And no, we are not sponsored by Vanguard.
What are the advantages and disadvantages of ETFs?
We think ETFs are great for investors for a number of reasons.
First, they take the stress out of investing in single stocks. Investing in ETFs allows the everyday investor to achieve market returns over time without having to do individual stock picking.
This means not having to worry about which stocks to buy, making it easier for you to get started in investing. Investing in ETFs mean that you don’t need to research on individual companies which can be daunting for most.
Second, ETFs essentially provide you with market exposure to a wide range of stocks, bonds, REITs, and other assets at a minimal cost.
The low commission fees can be attributed to the passive nature of such ETFs which do not require a fund manager.
You will also be able to get investment exposure to a particular market using one single instrument (as opposed to buying individual stocks).
Third, ETFs are very easily traded on a stock exchange. They are much more liquid than mutual funds as they are much easier to buy and sell with an online broker.

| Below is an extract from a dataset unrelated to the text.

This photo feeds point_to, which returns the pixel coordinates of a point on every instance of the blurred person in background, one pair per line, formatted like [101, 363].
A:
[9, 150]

But there are also some drawbacks when it comes to buying ETFs.
First, you have to remember that most ETFs are simply created to track and not beat the index. Investors who are looking to achieve higher than market returns will feel disappointed by this.
Second, investing in an ETF still exposes you to market risk. If you have an ETF with exposure to the US market and the US experiences a market downturn, your investment will be directly affected.
For this reason, it’s never a good idea to invest only in one particular market or sector. If you are exposed solely to the US market, you might also want to invest in ETFs with exposure to European and Asian markets.
Lastly, some ETFs may have high expense ratios. These are usually found in investment themes which invest in alternative investments or ones where the fund manager is actively trading almost everyday.
These ETFs can charge an expense ratio of over 3.00%. Most passively managed ETFs, however, will charge a reasonable 0.05% or less.
Regardless, it's always to check what's the expense ratio for the ETF you are considering.
What should you consider before buying a ETF?
As always, you should consider what your investment objectives are before putting your money into any investment asset.
If you’re looking to give your portfolio some broad based market exposure, ETFs are a great way to increase diversification.
For beginners, we definitely recommend investing in ETFs instead of trying to pick individual stocks. They’re also a good option for those who want to get started on investing.
Now suppose you want to invest your money into an ETF, you would also need to take a look at which ETF can best suit your needs.
This involves looking at the historical performance, tracking error, and expense ratio amongst others.
After researching through different ETFs and picking your desired choice, you’re all good to go!